The past year had been a tremendously exciting time to be an oncologist, and to be a lung cancer oncologist in particular. It seems we hardly have time to get used to one newly approved agent before another one becomes available. In 2015, we have seen gefitinib (don’t I know you from somewhere?), afatinib, nivolumab (twice), pembrolizumab, necitumumab, and osimertinib all become approved or have approvals broadened to new populations of patients with lung cancer, which has to be a record for one disease in one year. It is possible we aren’t even done yet, with several additional drugs under FDA priority review.
While this is a nice problem to have, it also creates challenges in moving these drugs into practice. Adoption of new drugs is complex and involves lots of elements not covered in the New England Journal paper accompanying the approval. Education on efficacy and toxicity is critical, and this can come from both experts (e.g., journals and ASCO Education Sessions) and from pharma sales reps. Patient preferences can play a big role, which can be influenced by both media reports and by direct-to-consumer marketing. And finally, doctor experience plays a role in early versus late adoption and how they present the risks and benefits to the patient.
Let’s take the new immune checkpoint inhibitors, for example, pembrolizumab and nivolumab. Both were approved for good performance status (PS) non-small cell lung cancer (NSCLC) patients after prior first-line chemotherapy based on superiority over the prior standard second-line chemotherapy option. These agents have fewer side effects (in general) than chemo with more durable responses, and are deservedly becoming a new standard in this setting. However, now that they are approved, we have to decide when to use them in a real world in which good PS in the second-line setting is a rarity.
The nivolumab trials only enrolled patients with PS 0-1, and most patients were under age 65, almost all under 75. What do we do with the 80-year-old patient with PS 2? A purist might say that we shouldn’t use nivolumab in that setting, but oncologists make extrapolations all the time beyond a drug’s label. For example, we know chemotherapy that benefits patients with PS 0-1 also helps in patients with PS 2, so that isn’t much of a reach. We also know elderly patients tend to get the same benefit, albeit with additional risk of toxicity, from anticancer therapy, and that generally age alone shouldn’t be used to determine eligibility for treatment.

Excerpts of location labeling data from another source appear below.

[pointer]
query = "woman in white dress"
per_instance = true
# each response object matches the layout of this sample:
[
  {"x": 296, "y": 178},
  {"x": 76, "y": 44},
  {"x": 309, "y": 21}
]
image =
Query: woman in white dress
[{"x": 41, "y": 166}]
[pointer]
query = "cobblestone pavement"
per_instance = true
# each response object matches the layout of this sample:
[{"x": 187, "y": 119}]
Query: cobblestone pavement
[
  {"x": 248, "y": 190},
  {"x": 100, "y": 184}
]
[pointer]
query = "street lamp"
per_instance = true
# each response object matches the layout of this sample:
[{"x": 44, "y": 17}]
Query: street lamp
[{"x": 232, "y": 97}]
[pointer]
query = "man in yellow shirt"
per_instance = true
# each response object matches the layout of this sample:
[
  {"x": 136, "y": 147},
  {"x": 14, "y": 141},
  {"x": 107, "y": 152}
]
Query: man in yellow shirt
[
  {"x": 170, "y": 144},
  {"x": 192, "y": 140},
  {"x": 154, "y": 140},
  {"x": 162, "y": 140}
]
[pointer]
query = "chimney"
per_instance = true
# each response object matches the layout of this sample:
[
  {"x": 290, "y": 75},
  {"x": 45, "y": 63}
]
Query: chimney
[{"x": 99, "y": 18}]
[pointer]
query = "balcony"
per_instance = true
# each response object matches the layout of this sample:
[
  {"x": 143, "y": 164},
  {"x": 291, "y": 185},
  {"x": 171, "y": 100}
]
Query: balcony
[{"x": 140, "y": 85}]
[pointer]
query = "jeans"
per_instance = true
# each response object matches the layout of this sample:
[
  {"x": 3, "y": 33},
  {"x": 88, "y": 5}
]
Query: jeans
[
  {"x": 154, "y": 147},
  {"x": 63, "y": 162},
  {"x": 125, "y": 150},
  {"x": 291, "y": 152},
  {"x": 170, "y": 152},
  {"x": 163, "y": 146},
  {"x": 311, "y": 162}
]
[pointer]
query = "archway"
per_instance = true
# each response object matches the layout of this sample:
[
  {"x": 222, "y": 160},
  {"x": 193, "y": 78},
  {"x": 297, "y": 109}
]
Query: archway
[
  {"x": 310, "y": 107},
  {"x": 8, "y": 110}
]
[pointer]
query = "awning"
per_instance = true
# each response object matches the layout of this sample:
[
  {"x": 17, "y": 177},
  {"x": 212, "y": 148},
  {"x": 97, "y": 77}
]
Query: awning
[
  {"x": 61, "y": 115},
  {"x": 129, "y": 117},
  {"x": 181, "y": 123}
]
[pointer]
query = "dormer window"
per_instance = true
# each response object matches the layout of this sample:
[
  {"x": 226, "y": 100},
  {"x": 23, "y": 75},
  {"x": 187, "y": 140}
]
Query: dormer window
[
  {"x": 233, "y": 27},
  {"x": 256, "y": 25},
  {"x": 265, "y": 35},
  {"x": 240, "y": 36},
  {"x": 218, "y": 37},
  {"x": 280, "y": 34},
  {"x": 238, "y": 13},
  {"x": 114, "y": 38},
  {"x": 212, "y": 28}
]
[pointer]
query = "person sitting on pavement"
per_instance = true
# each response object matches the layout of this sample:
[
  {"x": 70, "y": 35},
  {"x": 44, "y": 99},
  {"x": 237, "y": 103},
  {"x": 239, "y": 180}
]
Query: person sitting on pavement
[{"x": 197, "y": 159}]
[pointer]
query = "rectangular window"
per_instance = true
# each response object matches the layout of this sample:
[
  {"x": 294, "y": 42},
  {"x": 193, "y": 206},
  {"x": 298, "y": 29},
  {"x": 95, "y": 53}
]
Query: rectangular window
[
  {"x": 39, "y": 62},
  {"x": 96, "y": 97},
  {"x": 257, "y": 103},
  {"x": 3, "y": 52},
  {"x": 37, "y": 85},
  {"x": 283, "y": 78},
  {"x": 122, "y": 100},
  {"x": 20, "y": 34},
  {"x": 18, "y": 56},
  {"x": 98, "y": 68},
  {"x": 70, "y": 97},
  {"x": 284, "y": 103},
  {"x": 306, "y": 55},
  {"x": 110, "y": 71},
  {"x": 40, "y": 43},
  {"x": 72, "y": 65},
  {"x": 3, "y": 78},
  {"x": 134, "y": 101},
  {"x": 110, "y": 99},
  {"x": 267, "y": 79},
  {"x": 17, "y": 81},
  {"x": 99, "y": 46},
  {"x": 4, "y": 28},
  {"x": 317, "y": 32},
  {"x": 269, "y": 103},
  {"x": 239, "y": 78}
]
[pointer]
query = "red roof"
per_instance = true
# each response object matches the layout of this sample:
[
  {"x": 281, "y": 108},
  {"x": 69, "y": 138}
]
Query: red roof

Now, what if that same 80-year-old patient came to you, previously untreated, and said, “I don’t want chemotherapy. I lived a good life and don’t want to be sick. But I saw this ad on TV and I would try this immune-therapy stuff.” What if that patient had had her cancer tissue tested by a CLIA-certified lab and was found to be strongly positive for PD-L1, a predictive biomarker which in the pembrolizumab trial led to an almost 50% response rate with sometimes extremely durable responses? In this case, you don’t need to be a purist to hesitate at the repercussions of such a choice, but be warned: This is a discussion I have already had with more than one patient, and I know my colleagues have as well.

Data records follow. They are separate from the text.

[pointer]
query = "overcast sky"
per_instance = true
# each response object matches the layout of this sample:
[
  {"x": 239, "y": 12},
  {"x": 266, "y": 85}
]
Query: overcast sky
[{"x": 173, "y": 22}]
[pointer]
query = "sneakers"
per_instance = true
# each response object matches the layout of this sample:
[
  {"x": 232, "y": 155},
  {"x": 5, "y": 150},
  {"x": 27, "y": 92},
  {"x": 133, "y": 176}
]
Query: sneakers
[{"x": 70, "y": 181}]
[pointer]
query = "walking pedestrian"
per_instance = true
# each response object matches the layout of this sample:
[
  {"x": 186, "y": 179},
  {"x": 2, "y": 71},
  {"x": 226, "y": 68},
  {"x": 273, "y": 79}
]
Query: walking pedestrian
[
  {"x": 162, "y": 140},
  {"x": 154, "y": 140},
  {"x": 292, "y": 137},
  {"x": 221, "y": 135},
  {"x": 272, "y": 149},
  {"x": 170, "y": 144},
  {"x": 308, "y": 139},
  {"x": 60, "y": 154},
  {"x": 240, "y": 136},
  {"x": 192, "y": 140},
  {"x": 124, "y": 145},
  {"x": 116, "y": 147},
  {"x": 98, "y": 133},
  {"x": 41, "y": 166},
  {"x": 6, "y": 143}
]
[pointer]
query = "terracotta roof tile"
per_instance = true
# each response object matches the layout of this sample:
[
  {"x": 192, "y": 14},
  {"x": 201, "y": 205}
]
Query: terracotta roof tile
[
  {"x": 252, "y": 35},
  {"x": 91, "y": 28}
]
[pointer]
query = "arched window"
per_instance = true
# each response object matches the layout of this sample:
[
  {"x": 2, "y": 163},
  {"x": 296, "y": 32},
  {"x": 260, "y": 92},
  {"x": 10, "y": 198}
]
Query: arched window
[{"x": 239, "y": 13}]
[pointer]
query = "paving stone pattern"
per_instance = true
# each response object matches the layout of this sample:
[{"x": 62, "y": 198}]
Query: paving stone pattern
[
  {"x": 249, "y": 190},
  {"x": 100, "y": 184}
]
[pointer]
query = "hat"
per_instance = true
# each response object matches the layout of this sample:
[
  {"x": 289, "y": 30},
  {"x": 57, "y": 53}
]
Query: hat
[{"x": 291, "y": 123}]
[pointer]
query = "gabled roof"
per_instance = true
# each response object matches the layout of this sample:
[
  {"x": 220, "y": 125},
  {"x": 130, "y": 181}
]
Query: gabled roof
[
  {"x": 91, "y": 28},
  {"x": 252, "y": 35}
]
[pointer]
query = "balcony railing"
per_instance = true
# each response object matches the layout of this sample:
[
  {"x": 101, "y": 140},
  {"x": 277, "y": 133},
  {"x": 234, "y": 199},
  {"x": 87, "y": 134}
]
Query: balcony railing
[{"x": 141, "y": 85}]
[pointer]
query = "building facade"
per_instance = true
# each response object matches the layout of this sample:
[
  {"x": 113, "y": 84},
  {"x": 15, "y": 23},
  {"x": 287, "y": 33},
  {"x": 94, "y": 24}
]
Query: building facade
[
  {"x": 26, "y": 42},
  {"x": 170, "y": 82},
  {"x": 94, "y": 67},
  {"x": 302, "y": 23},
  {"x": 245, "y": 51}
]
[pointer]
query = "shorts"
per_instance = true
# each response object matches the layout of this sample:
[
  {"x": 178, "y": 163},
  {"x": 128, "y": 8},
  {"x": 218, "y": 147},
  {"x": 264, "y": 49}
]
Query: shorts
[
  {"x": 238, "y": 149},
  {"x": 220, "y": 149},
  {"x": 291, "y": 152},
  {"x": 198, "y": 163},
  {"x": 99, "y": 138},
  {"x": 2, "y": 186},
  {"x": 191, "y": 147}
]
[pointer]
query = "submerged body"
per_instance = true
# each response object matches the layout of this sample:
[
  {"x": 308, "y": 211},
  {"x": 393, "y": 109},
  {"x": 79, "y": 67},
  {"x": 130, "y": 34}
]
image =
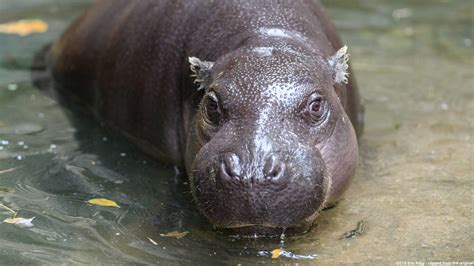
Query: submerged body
[{"x": 266, "y": 128}]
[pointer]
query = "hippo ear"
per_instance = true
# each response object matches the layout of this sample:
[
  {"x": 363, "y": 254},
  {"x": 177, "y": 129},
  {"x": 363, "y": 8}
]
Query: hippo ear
[
  {"x": 339, "y": 65},
  {"x": 201, "y": 71}
]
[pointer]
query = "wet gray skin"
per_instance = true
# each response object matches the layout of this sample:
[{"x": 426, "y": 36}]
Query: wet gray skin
[{"x": 265, "y": 129}]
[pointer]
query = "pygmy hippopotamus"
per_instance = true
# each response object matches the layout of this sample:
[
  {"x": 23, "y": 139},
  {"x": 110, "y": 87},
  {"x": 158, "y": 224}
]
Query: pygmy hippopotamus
[{"x": 253, "y": 98}]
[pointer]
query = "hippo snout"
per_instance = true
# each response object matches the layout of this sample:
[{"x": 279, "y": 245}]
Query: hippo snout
[
  {"x": 260, "y": 194},
  {"x": 231, "y": 168}
]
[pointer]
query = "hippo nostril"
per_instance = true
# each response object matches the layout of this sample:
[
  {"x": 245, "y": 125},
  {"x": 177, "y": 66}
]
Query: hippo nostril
[
  {"x": 230, "y": 166},
  {"x": 274, "y": 168}
]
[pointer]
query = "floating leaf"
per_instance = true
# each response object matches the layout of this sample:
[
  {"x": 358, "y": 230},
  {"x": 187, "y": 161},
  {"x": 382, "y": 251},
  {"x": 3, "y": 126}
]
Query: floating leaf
[
  {"x": 103, "y": 202},
  {"x": 276, "y": 253},
  {"x": 24, "y": 27},
  {"x": 7, "y": 170},
  {"x": 20, "y": 222},
  {"x": 152, "y": 241},
  {"x": 7, "y": 189},
  {"x": 176, "y": 234}
]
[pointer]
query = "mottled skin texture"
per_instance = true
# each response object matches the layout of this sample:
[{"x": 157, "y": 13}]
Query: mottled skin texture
[{"x": 259, "y": 154}]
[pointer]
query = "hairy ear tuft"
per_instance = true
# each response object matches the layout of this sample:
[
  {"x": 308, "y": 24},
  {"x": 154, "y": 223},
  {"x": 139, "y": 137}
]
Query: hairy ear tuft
[
  {"x": 339, "y": 65},
  {"x": 201, "y": 71}
]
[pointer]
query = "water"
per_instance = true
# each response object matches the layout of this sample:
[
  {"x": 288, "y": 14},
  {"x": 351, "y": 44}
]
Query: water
[{"x": 414, "y": 190}]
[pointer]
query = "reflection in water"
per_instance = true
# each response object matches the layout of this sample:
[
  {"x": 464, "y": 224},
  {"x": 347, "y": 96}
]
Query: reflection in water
[{"x": 414, "y": 64}]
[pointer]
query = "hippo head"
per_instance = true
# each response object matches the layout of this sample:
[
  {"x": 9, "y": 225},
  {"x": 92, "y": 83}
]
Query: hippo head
[{"x": 271, "y": 144}]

What about the patient who is very ill, with poor PS, who is no longer a candidate for cytotoxic therapy and would be very appropriate for hospice care? We know that treating patients within the last days and weeks of life is poor quality care, denying them valuable time at home free from side effects and potentially even shortening their lives. But what if that patient is 40 years old, with young children, and asks if he can just try that new treatment once before he goes home? He says he understands the risks and is willing to try. He knows the risk of serious side effects is low, but that responses can mean a home run, potentially long periods of disease control. He also knows only 20 percent of patients respond and that he could end up spending his last days in an ICU with diarrhea or pneumonitis. When you figure out the right answer be sure and let me know, but hurry up because we have to make these choices now.
The practice of medicine has changed, and doctors no longer inform patients of what treatment we will be giving. The choice is made in collaboration, a team effort. But when the treatment is so new and we don’t know the proper use, or the real risks or benefits for the patient before us, knowing the right thing to do becomes harder. I have seen not one, not two, but quite a few patients with NSCLC who were actively dying come back from the brink and go on to live good-quality lives on targeted drugs like erlotinib when the predictive biomarker (EGFR mutation) was present. Is this a similar situation, or should it be treated more like chemo where we feel comfortable saying “no” due to concerns over harm?
And where does cost come into play? Will payers even agree to uses outside the approved indication and should they?
This is why a computer algorithm cannot ever fully replace a doctor’s judgment, and why no care pathway can tell you what to do for every situation. These are all, by the way, real cases faced by me and my team in the last few months, and I bet by many of you out there. We need to keep having this conversation, and both the purists and the cowboys (and the patients) can have their say.